Court Opinion

ID: 3888976
Source: CourtListenerOpinion
Date Created: 2016-07-06 09:18:16.030906+00
Date Added: 2024-06-11T07:42:08.359029
License: Public Domain

Relator, Berdahl, and others filed in the office of the auditor of the city of Sioux Falls a petition asking that an election be called to submit to the voters of said municipality the question of the removal of the mayor. The city auditor, having examined said petition (section 6332, R.C. 1919), arrived at the opinion that it was not signed by the requisite number of qualified electors, and was therefore insufficient, and so certified. An amended petition was filed, and the auditor again made examination thereof and certified the same to be insufficient.

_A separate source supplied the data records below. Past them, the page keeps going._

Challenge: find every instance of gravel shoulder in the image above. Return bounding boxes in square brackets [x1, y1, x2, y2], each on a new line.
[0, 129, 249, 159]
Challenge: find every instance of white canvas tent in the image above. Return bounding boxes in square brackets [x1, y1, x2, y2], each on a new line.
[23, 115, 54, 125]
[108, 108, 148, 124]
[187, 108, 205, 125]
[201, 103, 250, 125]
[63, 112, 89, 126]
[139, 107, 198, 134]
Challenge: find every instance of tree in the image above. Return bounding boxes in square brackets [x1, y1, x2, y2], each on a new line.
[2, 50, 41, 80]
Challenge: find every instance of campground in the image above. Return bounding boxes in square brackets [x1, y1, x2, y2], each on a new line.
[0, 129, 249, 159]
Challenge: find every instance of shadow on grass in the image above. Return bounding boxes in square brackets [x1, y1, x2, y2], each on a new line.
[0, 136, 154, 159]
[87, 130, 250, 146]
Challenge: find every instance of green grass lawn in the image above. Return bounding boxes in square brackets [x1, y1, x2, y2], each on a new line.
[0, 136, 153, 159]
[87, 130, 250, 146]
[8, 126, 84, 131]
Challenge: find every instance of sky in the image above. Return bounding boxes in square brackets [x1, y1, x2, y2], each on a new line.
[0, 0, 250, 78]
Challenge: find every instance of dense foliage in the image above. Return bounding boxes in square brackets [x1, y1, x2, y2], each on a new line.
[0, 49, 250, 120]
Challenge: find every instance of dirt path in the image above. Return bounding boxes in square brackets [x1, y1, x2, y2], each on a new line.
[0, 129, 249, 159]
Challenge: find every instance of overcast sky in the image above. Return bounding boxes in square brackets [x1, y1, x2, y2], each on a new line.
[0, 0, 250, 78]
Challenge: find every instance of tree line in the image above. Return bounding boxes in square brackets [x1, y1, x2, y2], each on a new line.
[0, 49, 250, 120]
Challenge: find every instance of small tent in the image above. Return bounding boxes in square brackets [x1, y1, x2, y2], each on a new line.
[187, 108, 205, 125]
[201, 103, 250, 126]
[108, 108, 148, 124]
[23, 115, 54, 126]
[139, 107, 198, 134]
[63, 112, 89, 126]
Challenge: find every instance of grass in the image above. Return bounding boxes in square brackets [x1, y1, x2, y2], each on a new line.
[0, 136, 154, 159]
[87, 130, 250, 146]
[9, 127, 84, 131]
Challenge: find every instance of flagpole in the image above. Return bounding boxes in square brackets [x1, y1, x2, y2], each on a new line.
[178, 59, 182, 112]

Relator thereupon instituted the present proceeding in the circuit court seeking mandamus to compel the auditor to accept the petition as valid and certify the sufficiency thereof. *Page 349 
The circuit court, after hearing, made and entered findings, conclusions, and judgment denying the writ, finding as a fact that the city auditor, in determining the petition to be insufficient, "* * * acted in good faith and did not act fraudulently or arbitrarily, * * *" but that he did act "* * * under a misapprehension of the law * * *" in rejecting certain names on said petition.
From this judgment, and from the judgment only, relator has appealed to this court.
[1] Our statute with reference to these municipal recall elections is in some respects unique. We interpret it as conferring a very broad discretion upon auditors of municipalities. We had occasion to consider it with some care in State ex rel. Goodhope v. Leyse (1932) 60 S.D. 384, 244 N.W. 529, 531; Id. (1933) 61 S.D. 153, 246 N.W. 635. We there announced the rule to be that "the action of the auditor becomes final, except in the event that the auditor has abused his discretion by acting fraudulently or arbitrarily." Two legislative sessions have intervened since we announced our interpretation of this statute in the Goodhope Case, and such interpretation has appeared to meet with legislative approval, at least to the extent that the Legislature has not seen fit to amend or change the law.
[2, 4] Appellant urges the case of State ex rel. Cook v. Richards (1932) 61 S.D. 28, 245 N.W. 901, as requiring some departure from our views as announced in the Goodhope Case. We do not think that the doctrine stated in the Richards Case is controlling here or applicable to the matter of the interpretation of the special statute here involved.
We are of the opinion that no valid factual or legal distinction can be drawn between the instant case and the Goodhope Case. We think now, as we thought and said then, that it was within the legislative power (bearing in mind that it is entirely within the authority of the Legislature to say whether the privilege of recall electons shall be extended to voters of municipalities in this state, and, if so, upon what terms and conditions and in what manner) to leave to the auditor the determination of the sufficiency of this petition and that such determination is not for judicial review by mandamus or other remedial writ, unless arrived at arbitrarily or *Page 350 
in bad faith. The circuit court affirmatively found (and there is no exception to such findings) that the auditor did not act arbitrarily, fraudulently, or in bad faith. We are therefore of the opinion that this case is controlled by the Goodhope Case, and the judgment appealed from is affirmed.
ROBERTS, J., concurs in the affirmance.
WARREN, J., having been absent from the oral argument, not sitting.